With the adoption of the sexist marital renaming practice, it has become necessary also to create new meanings for some existing Yoruba words so that they can clearly indicate marital status. The words aya ('wife') and omidan ('unmarried girl') are significant in this regard. Aya, the antonym of oko ('husband'), which normally used to be only a descriptive term has now come to be used as a label like Mrs. Yoruba names like Adewumi Aya Ajijola (Mrs. Adewumi Ajijola) are as such widespread now in southwestern Nigeria. Omidan ('unmarried girl') which used to be applied descriptively as an antonym of abileko ('one who has a husband's home' [i.e., 'a married woman']) has also become the Yoruba representation of the English Miss. Names like Omidan Bola Adigun (Miss Bola Adigun) can therefore now be found especially in the Yoruba mass-media.

Unlike omidan, apon ('unmarried man') is not used as a marital-status indicating title. One can therefore not find names like *Apon Taiwo Adedayo. In other words, the English double standard of defining women in terms of marital status, while not doing the same to men, has been effectively implanted into the Yoruba Language (Yusuf 1989). Incidentally, the word Arabinrin is comparable to Ms in that it does not indicate the marital status of the women whose names it precedes. For example, Arabinrin Adewumi Ajijola simply is Ms Adewumi Ajijola.

The sexist English practice of taking the name of a father or husband and the sexism of the Yoruba generic terms Baba mi ('My father') and Oko mi ('My husband') co-exist in the Westernised Yoruba home and are mutually reinforcing. The co-existence of these sexist practices may be said to be capable of jointly socialising young people to expect the co-occurrence of being a father or husband with endearing behaviour and positive achievement (Yusuf 1993). They may help to reinforce the sexist belief that the male is the superior sex.

The imposition of the sexist structure of English on Yoruba is also found in the translation of non-sexist Yoruba proverbs into sexist English. Yoruba proverb collections in which such translation has been done include J.O. Ajibola's (1947) Owe Yoruba and I.O. Delano's (1979) Owe L'esin Oro: Yoruba Proverbs - Their Meaning and Usage. An example from Ajibola (1947) is entry 4 which is given below with its translation:

Abanije mba ara re je.
'He who slanders others lowers his own prestige.'

In the translation, the word abanije which is gender-neutral in Yoruba should non-sexistly be interpreted as 'one (or a person) who slanders others', and ara re should non-sexistly be interpreted as 'herself/himself' or 'themselves'. The proverb should therefore non-sexistly have been translated as, for example,

'One who slanders others slanders themselves.'

However, Ajibola's English translation masculinises the gender-neutral words so that abanije becomes 'He who slanders others' and ara re becomes 'his own prestige'.

In Delano (1979), an example of a sexist English translation of a non-sexist Yoruba proverb is entry 71 which with its translation is as follows:

Gbolohun kan ba oro je, gbolohun kan tun oro se.
'One sentence may spoil a man's case, one sentence may improve a man's case.'

The curious thing about the English translation of this proverb is that there is no direct reference to a human being in the Yoruba proverb.
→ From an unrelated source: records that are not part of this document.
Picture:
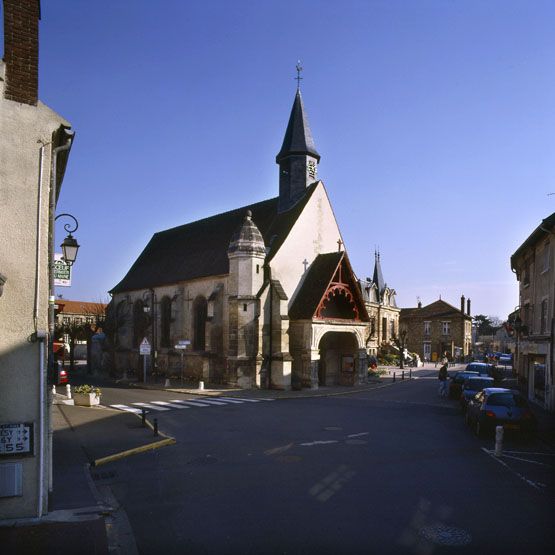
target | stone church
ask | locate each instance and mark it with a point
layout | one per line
(265, 294)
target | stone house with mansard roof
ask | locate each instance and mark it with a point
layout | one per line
(533, 263)
(265, 293)
(438, 328)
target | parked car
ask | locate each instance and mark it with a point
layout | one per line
(485, 369)
(456, 382)
(473, 385)
(506, 360)
(496, 406)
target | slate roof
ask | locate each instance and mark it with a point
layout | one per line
(437, 309)
(315, 284)
(199, 249)
(298, 137)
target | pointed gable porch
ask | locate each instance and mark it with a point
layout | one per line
(328, 326)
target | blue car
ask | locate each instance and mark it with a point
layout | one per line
(496, 406)
(485, 369)
(473, 385)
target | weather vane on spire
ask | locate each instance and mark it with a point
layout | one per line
(299, 68)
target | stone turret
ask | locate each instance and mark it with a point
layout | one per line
(246, 255)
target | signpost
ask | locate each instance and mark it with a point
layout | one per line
(144, 350)
(181, 346)
(16, 439)
(62, 271)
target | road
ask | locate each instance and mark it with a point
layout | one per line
(392, 470)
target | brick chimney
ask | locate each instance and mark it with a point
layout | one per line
(21, 50)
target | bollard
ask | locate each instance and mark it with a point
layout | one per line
(498, 441)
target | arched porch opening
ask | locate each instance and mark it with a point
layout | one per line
(338, 359)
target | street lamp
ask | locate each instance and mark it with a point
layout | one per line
(70, 246)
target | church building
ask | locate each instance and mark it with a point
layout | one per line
(263, 296)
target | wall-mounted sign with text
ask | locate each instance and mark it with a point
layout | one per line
(62, 271)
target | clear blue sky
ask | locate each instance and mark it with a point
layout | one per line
(435, 121)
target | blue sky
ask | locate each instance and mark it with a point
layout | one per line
(434, 120)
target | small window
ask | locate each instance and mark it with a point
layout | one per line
(543, 322)
(545, 257)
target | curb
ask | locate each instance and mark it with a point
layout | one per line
(134, 451)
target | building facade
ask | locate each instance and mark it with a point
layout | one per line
(533, 324)
(33, 154)
(438, 328)
(382, 309)
(265, 294)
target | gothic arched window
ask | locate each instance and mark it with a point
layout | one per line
(165, 322)
(200, 313)
(139, 322)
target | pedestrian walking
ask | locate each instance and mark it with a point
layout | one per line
(442, 377)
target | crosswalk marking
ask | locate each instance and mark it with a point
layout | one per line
(149, 406)
(192, 403)
(211, 402)
(170, 405)
(126, 408)
(200, 402)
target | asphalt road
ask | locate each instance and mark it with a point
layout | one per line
(392, 470)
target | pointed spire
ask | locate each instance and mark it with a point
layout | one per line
(378, 276)
(298, 138)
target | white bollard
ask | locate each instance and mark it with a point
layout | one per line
(498, 441)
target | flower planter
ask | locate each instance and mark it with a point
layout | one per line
(86, 399)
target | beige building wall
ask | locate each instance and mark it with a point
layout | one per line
(25, 179)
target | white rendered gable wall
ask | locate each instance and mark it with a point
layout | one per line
(315, 232)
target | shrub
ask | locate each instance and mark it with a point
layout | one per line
(86, 389)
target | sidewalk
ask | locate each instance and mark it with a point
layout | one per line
(79, 514)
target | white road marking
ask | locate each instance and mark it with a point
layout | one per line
(523, 478)
(170, 405)
(191, 403)
(149, 406)
(210, 402)
(126, 408)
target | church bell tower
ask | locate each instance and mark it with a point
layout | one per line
(298, 158)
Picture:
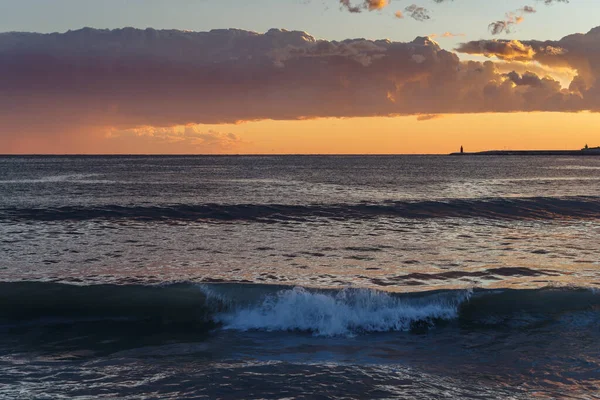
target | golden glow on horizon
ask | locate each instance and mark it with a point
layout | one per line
(433, 134)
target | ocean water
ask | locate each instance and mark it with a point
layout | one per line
(300, 277)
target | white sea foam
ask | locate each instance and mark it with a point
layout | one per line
(76, 178)
(345, 312)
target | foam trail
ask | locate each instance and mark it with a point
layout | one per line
(345, 312)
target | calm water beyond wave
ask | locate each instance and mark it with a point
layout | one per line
(300, 277)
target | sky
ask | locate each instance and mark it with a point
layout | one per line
(404, 85)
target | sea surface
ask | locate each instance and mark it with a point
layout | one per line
(300, 277)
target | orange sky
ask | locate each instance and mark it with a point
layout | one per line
(375, 135)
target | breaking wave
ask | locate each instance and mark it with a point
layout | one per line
(532, 208)
(188, 308)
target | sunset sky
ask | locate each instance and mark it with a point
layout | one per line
(213, 77)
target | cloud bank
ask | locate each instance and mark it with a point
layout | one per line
(127, 78)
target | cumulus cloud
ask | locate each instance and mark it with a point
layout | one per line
(511, 18)
(579, 52)
(127, 80)
(363, 5)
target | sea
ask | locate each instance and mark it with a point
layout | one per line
(299, 277)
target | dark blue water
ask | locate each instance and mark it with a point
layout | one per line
(299, 277)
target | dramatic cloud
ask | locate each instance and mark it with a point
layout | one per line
(511, 18)
(125, 80)
(417, 12)
(579, 52)
(364, 5)
(420, 13)
(446, 35)
(190, 136)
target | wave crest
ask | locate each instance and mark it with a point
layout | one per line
(346, 312)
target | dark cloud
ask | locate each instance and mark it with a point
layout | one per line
(122, 79)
In other words, the sexism in the English translation does not arise from the imposition of a specific gender on a gender-neutral word, but from the interjection of a masculine word into the translation of a proverb that makes no overt reference to a human being. In order to make the two occurrences of the word 'man' in the English translation to be regarded as the imposition of a masculine interpretation on a gender-neutral word, the Yoruba proverb would need to be expanded as follows:

Gbolohun kan ba oro [eniyan] je,
Gbolohun kan tun oro [eniyan] se.

If the Yoruba proverb must retain its original form, its more accurate, non-sexist English translation would be

'One sentence may spoil a case,
one sentence may improve a case.'

Braun (1995:25) is thus right when, in studying the translation of gender-neutral Finnish forms and sentences as masculine in English and German, she notes that this tendency "is...not only relevant (and harmful) from a feminist perspective, it is also incorrect from a linguistic point of view".

While sexism in English has been imposed upon non-sexist aspects of Yoruba Language, Yoruba seems to have eliminated sexism from English in a way. This phenomenon is manifested in the pronoun system of Nigerian Pidgin English. Though further research needs to be carried out in order to be able to say with a very high degree of certainty the exact contribution of Yoruba to the pronoun system of the pidgin, it has been observed that (probably with the exception of him represented as im in the pidgin) the generic he and its forms do not exist in Nigerian Pidgin English as they do in Standard English (Yusuf 1993). As in Yoruba, the feminine English she, masculine he, neuter it, and generic he are represented by only one pronoun in the pidgin. The pronoun is e or i and is pronounced /i/. It is significant to note that i is also a Yoruba gender-neutral pronoun, as is shown in the sentence

Mo ri i.
('I saw her, him, or it.')

Mo is 'I', ri is 'saw', and i is 'her, him, or it'.

 

5 Conclusion

From the foregoing, it is evident that Yoruba is like English sexist in some respects, and is unlike English non-sexist in others. It is also shown that sexism from both languages are in some respects mutually reinforcing. Moreover, there is evidence that sexism in English has been imposed on some otherwise non- sexist aspects of Yoruba Language, and that the contact between the languages may have prevented the transfer of some sexist features of Standard English into Nigerian Pidgin English.

My studies have not yet revealed evidence of the elimination of sexism from Standard English by Yoruba, nor have they yet found evidence of the imposition of sexism on English by the language. All the same, the instances of the inter-influence between the two languages that are shown in this paper indicate that the study of languages in contact constitutes a dimension of the study of sexism that should continue to attract the keen interest of both linguists and feminists.